Here are some tips on looking for a home:

  • Determine your budget: Before you start looking for a home, it's important to determine your budget. Consider factors such as your income, expenses, and how much you are comfortable spending on a home.
  • Define your needs and wants: Make a list of your needs and wants in a home. Consider factors such as location, size, number of bedrooms and bathrooms, outdoor space, and other features that are important to you.

  • Work with a trusted real estate agent: A reliable real estate agent can help you navigate the home buying process, provide access to online listings, and guide you through property tours. They can also offer valuable insights on the local real estate market and help you make informed decisions.

    1. Attend open houses and property tours: Attend open houses and property tours to get a feel for the local real estate market and what's available in your budget.

    2. Research neighborhoods: Research the neighborhoods you are interested in, including local schools, amenities, and transportation options. This can help you make an informed decision on where to buy.

    3. Get a home inspection: Before making an offer on a home, consider getting a home inspection. This can uncover any potential issues with the home that could affect its value or safety.

    4. Be patient: Finding the right home can take time, so be patient and don't rush into a decision. It's important to find a home that meets your needs and budget and is a good fit for you and your family.

  • Overall, looking for a home can be an exciting but challenging process. By working with Ciara and taking the time to research and explore different options, you can find a home that meets your needs and budget and is a good fit for your lifestyle.

Common Terms

 

Borrower

A borrower is a person who takes out a loan from a lender.
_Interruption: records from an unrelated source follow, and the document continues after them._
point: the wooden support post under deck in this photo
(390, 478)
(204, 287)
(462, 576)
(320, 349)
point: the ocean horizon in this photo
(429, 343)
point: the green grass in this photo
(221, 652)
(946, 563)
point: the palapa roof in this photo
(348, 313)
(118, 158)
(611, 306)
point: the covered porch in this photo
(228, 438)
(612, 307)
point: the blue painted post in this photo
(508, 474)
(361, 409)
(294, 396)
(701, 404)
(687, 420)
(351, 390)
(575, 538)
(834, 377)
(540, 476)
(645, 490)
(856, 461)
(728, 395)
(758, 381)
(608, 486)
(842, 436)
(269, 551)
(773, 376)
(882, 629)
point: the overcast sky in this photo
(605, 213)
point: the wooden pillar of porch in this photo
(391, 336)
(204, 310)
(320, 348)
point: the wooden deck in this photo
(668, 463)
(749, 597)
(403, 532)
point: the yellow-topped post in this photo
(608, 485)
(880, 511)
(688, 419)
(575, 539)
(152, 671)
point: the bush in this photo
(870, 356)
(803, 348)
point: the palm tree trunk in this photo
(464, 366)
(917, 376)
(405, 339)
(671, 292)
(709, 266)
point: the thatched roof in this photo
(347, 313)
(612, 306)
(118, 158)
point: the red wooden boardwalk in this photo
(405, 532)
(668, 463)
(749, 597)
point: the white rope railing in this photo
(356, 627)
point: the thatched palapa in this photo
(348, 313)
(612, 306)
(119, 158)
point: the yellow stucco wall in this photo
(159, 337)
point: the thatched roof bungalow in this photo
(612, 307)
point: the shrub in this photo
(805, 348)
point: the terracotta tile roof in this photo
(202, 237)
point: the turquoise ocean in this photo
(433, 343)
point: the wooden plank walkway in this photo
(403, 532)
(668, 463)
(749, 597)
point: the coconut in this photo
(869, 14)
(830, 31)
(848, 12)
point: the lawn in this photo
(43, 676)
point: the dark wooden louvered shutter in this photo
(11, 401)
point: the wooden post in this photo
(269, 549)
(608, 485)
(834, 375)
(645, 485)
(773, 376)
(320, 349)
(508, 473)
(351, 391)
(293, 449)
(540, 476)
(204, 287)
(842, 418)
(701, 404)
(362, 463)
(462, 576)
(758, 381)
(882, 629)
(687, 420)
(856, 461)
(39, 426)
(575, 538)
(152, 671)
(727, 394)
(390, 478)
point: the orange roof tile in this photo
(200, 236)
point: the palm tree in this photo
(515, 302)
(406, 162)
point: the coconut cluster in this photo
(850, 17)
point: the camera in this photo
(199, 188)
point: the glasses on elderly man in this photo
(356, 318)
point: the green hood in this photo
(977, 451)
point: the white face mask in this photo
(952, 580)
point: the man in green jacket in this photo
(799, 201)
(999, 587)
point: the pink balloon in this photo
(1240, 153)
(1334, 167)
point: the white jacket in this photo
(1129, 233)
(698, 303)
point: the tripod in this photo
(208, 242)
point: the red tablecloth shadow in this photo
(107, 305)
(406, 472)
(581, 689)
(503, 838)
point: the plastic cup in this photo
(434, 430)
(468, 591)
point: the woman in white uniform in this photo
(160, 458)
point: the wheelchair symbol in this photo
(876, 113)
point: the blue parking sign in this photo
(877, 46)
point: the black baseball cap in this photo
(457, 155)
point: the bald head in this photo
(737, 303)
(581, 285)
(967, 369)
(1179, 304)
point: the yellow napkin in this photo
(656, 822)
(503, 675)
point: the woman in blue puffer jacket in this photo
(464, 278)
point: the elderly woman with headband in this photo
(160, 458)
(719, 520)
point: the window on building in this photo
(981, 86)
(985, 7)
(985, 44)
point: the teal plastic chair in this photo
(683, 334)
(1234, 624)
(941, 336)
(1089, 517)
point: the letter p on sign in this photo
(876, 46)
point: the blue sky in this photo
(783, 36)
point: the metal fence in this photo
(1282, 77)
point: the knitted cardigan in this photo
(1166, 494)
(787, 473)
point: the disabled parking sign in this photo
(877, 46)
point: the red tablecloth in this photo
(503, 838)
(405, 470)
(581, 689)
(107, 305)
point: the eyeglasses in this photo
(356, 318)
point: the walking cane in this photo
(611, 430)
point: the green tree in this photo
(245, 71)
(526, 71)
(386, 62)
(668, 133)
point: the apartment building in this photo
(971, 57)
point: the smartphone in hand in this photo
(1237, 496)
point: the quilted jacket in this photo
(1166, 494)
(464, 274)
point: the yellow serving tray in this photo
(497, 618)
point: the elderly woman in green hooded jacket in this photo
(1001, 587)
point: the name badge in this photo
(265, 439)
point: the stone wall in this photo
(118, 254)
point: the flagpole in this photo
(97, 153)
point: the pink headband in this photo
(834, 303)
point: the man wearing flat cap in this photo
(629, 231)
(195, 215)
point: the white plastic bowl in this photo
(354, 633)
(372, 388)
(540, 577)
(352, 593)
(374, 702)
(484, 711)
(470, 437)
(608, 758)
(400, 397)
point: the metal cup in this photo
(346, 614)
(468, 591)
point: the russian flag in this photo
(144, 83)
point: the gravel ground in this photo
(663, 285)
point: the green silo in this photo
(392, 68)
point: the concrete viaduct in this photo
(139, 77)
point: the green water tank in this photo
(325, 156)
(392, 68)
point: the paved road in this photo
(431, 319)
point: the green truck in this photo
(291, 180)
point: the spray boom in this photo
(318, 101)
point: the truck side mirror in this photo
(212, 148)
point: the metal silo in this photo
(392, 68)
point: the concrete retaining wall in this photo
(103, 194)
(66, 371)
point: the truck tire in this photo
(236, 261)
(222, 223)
For a mortgage loan, the borrower often is also referred to as the mortgagor (and the bank or lender the mortgagee).

 

Conventional loans

A conventional loan is a type of mortgage that is not insured or guaranteed by the government.

 

Debt payments

Debt payments are payments you make to pay back the money you borrowed.

 

Gross monthly income

Gross monthly income is the total amount of money you earn in a month before taxes or deductions.

 

Lender

A lender is a financial institution that provides a loan directly to you.

 

Monthly Budgets

A monthly budget is what you estimate your income and expenses are for a given month.

 

Mortgage affordability calculator

Use this tool to calculate the maximum monthly mortgage payment you'd qualify for and how much home you could afford.

 

Private mortgage insurance (PMI)

If your down payment is less than 20 percent of your home's purchase price, you may need to pay for mortgage insurance. You can get private mortgage insurance if you have a conventional loan, not an FHA or USDA loan. Rates for PMI vary but are generally cheaper than FHA rates for borrowers with good credit.

 

The Federal Housing Administration (FHA), FHA Loan

The Federal Housing Administration (FHA) is an agency of the U.S. government. An FHA loan is a mortgage loan that is issued by banks and other commercial lenders but guaranteed by the FHA against a borrower’s default. FHA loans make home ownership more possible for borrowers than it otherwise would be through conventional mortgage loans, because an FHA loan permits relatively low down payments, limits closing costs the borrower pays and is accessible to borrowers who have a relatively lower credit score. These features make an FHA loan particularly useful for many first-time homebuyers who have not yet saved enough for the amount of down payments that commercial lenders usually require for a conventional loan.

 

Veterans Affairs Department (VA), VA loan

The Veterans Affairs Department (VA) is an agency of the U.S. government. A VA loan is a mortgage loan that is available to current and former members of the military (and select military spouses), issued by banks and other commercial lenders but guaranteed by the VA against a borrower’s default. VA loans make home ownership more possible for borrowers than it otherwise would be through conventional mortgage loans, primarily because a VA loan does not require any down payment. Additionally, interest rates offered for VA loans often turn out to be lower than those offered for conventional loans.